Kraemer et al. (2002) have argued that in the course of a randomized controlled trial, “all mechanisms are mediators, but not all mediators are mechanisms” (p. 878). Therefore, the establishment of a variable or process as a mediator does not guarantee that it serves a mechanistic function. These authors argue that mediators establish plausibility for the role of a given process—here expectancy/credibility change—as a mechanism of therapeutic change, and that subsequent studies should aim to enhance or isolate such plausible mechanisms. Thus, in order to establish the role of expectancy/credibility as a change mechanism, it would be important to demonstrate that expectancy/credibility change as a mediator is specific to CBT compared to a placebo control condition within a study demonstrating superiority of CBT at post-treatment. Future studies might also examine the separate impact of such variables as the therapist’s introduction of a particular technique, clients’ in-session practice of the technique, and clients’ homework practice to determine whether each of these facets impact therapeutic expectancy/credibility separately. In one study, early homework compliance mediated the relationship between baseline expectancy and treatment outcome for mixed anxiety disorders (Westra, Dozois, & Marcus, 2007), suggesting the possibility that subsequent change in expectancy may also be linked with homework compliance in some fashion. In addition, given that the current study contained three different treatment conditions, this creates the ideal circumstance for future research to explore moderators of treatment and moderated mediation.

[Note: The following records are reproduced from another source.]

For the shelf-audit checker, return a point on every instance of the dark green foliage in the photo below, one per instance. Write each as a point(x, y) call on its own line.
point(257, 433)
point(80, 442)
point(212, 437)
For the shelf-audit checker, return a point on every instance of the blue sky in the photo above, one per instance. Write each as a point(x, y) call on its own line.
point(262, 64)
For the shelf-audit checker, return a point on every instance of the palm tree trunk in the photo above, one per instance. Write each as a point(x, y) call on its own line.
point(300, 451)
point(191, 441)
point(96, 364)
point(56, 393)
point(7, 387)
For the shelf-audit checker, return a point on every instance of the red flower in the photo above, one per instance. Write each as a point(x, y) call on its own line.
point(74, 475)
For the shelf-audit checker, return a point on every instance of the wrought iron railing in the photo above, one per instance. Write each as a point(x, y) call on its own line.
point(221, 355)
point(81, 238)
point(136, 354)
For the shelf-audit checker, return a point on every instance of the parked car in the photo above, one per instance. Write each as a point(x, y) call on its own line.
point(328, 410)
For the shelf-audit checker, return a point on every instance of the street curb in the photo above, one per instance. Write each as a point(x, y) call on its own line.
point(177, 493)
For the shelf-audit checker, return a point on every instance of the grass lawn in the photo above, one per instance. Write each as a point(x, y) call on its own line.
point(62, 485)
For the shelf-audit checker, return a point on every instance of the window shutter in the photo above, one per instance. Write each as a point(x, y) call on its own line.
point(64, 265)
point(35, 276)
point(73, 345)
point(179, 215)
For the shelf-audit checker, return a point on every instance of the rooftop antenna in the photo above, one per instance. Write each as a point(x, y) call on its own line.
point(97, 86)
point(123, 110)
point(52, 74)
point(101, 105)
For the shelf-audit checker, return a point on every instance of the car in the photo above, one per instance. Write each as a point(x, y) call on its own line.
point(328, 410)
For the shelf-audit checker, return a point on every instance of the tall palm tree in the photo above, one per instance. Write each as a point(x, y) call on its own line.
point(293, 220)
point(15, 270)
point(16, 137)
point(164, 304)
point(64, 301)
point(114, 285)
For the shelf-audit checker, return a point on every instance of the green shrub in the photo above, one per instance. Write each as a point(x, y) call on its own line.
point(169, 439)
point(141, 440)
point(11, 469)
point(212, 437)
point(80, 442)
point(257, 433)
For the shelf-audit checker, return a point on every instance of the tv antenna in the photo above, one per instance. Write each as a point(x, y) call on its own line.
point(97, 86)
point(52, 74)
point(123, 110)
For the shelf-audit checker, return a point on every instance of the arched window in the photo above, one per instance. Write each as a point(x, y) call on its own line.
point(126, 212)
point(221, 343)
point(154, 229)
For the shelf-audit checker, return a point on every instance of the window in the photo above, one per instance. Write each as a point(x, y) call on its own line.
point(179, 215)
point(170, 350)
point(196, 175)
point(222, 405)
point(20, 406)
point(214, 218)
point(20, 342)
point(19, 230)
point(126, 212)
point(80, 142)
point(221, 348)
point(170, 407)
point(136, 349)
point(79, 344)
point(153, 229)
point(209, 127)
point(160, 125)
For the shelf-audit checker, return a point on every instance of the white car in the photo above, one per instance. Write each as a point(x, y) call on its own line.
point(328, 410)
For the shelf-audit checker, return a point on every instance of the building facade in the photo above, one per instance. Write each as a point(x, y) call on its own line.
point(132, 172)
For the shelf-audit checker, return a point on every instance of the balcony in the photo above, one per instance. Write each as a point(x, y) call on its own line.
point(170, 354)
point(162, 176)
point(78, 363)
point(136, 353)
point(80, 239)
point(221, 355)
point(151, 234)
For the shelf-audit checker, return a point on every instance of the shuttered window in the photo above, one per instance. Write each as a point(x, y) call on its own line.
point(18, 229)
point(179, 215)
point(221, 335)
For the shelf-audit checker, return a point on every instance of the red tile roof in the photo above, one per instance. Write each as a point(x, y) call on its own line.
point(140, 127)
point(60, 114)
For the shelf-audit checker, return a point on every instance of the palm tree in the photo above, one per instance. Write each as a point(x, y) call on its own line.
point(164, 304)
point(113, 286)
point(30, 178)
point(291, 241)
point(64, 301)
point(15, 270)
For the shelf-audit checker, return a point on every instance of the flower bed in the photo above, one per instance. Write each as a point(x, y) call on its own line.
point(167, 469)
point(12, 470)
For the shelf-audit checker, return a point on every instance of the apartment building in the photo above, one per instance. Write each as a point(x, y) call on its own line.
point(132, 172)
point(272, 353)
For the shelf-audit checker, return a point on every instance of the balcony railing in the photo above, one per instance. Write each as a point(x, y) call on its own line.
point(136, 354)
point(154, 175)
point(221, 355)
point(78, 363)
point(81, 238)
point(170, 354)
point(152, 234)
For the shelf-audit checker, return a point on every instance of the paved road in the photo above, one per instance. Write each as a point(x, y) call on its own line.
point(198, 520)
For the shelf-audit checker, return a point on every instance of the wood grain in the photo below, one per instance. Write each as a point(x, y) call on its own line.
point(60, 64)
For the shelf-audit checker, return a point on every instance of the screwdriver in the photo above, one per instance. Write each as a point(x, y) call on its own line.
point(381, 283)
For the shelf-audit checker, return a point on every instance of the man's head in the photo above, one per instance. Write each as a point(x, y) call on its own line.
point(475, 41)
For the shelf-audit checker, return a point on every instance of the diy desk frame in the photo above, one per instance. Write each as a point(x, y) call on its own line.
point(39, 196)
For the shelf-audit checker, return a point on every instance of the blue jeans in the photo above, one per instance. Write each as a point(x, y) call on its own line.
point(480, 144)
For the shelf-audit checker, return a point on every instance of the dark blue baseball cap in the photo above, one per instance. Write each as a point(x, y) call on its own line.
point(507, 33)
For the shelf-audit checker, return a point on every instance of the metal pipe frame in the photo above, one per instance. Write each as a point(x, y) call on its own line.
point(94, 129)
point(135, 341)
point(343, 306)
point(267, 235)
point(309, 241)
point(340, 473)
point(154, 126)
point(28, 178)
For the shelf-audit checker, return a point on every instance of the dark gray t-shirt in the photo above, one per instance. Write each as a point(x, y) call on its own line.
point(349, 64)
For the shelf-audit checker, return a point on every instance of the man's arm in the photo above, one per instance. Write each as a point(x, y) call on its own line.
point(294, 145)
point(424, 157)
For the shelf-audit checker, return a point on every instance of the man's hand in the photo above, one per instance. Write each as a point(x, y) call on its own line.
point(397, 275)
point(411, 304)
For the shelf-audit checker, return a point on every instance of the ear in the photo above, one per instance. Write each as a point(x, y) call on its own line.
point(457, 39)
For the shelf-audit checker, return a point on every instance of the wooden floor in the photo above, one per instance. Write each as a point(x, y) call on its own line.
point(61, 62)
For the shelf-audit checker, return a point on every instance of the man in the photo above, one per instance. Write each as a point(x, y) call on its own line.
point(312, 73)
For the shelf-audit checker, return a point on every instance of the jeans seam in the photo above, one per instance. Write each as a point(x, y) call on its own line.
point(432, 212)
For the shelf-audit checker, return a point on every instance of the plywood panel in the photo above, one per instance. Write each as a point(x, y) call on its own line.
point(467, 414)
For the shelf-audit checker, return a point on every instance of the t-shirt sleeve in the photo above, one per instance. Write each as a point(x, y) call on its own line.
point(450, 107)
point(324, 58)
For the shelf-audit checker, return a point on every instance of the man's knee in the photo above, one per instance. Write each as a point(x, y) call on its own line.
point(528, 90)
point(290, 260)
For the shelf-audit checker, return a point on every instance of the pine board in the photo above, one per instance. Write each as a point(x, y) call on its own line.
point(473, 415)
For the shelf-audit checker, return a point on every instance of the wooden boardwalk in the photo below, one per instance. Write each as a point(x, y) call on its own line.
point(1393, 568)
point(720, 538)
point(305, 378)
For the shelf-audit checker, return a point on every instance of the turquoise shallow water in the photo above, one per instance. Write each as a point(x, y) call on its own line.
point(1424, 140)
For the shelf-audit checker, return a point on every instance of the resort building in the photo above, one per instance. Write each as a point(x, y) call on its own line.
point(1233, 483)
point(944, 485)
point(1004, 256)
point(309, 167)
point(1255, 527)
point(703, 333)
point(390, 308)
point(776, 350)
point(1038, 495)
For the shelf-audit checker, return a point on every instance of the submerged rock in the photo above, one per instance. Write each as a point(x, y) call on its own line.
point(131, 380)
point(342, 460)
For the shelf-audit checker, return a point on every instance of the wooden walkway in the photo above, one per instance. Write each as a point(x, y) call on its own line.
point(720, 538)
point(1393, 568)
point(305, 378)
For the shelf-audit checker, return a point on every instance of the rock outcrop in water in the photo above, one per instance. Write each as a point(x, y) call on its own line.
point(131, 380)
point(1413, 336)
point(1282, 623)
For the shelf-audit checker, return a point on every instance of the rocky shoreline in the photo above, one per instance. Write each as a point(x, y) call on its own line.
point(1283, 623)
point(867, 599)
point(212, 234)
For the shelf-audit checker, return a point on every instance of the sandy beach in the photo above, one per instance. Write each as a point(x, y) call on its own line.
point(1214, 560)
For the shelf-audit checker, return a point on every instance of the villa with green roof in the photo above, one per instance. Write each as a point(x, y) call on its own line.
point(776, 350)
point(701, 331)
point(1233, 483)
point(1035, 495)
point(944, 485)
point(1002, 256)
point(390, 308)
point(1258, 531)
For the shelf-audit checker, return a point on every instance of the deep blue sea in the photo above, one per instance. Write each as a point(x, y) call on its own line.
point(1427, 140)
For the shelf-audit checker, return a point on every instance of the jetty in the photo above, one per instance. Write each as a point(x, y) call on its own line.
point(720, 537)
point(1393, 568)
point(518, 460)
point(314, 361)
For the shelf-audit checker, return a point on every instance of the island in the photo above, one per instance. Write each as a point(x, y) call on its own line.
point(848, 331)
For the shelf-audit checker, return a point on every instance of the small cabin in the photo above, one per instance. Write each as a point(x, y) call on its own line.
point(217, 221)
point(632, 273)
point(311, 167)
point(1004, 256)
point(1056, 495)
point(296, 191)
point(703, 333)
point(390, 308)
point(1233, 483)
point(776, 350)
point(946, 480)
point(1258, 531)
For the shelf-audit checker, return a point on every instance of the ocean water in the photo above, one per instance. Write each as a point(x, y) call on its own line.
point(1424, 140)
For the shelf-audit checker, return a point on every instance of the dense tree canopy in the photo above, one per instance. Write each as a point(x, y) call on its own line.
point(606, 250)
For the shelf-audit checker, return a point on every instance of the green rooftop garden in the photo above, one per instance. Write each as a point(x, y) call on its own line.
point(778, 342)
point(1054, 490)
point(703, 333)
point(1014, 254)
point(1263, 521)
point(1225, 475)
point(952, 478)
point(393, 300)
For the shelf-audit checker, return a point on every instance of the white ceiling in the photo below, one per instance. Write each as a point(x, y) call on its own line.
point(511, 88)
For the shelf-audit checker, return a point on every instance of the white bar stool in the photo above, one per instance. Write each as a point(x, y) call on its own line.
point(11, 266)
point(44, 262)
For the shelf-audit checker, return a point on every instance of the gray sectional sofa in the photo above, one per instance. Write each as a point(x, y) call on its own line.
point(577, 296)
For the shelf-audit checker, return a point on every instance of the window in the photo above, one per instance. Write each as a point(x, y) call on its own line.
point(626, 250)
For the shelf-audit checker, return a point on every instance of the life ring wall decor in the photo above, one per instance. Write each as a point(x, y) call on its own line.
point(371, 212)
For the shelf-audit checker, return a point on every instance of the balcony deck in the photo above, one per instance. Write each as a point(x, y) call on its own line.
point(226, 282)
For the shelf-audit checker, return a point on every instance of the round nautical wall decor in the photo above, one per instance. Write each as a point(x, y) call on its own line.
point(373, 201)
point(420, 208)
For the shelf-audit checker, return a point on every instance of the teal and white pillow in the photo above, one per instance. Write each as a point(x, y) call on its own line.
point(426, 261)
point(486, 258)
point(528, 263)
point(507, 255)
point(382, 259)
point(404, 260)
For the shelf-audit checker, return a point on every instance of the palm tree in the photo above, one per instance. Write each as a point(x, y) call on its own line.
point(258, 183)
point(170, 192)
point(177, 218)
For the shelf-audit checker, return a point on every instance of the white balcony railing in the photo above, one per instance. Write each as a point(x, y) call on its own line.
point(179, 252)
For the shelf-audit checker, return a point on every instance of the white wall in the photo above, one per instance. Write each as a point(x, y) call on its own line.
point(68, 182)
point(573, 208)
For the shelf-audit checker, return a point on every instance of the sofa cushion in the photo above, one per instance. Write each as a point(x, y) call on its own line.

Another avenue for future research might be to examine whether change in expectancy is linked to subsequent sudden gains in GAD symptomatology idiographically and whether sudden gains are predictive of outcome in CBT for GAD. Only one study has examined sudden gains in the treatment of GAD (Present et al., 2008) and only within the context of supportive-expressive therapy. However, sudden gains did not predict treatment outcome. This raises the question of whether such sudden gains are predictive of outcome in CBT for GAD. Future research should also attempt to replicate the findings of the current study in a separate sample of participants with GAD.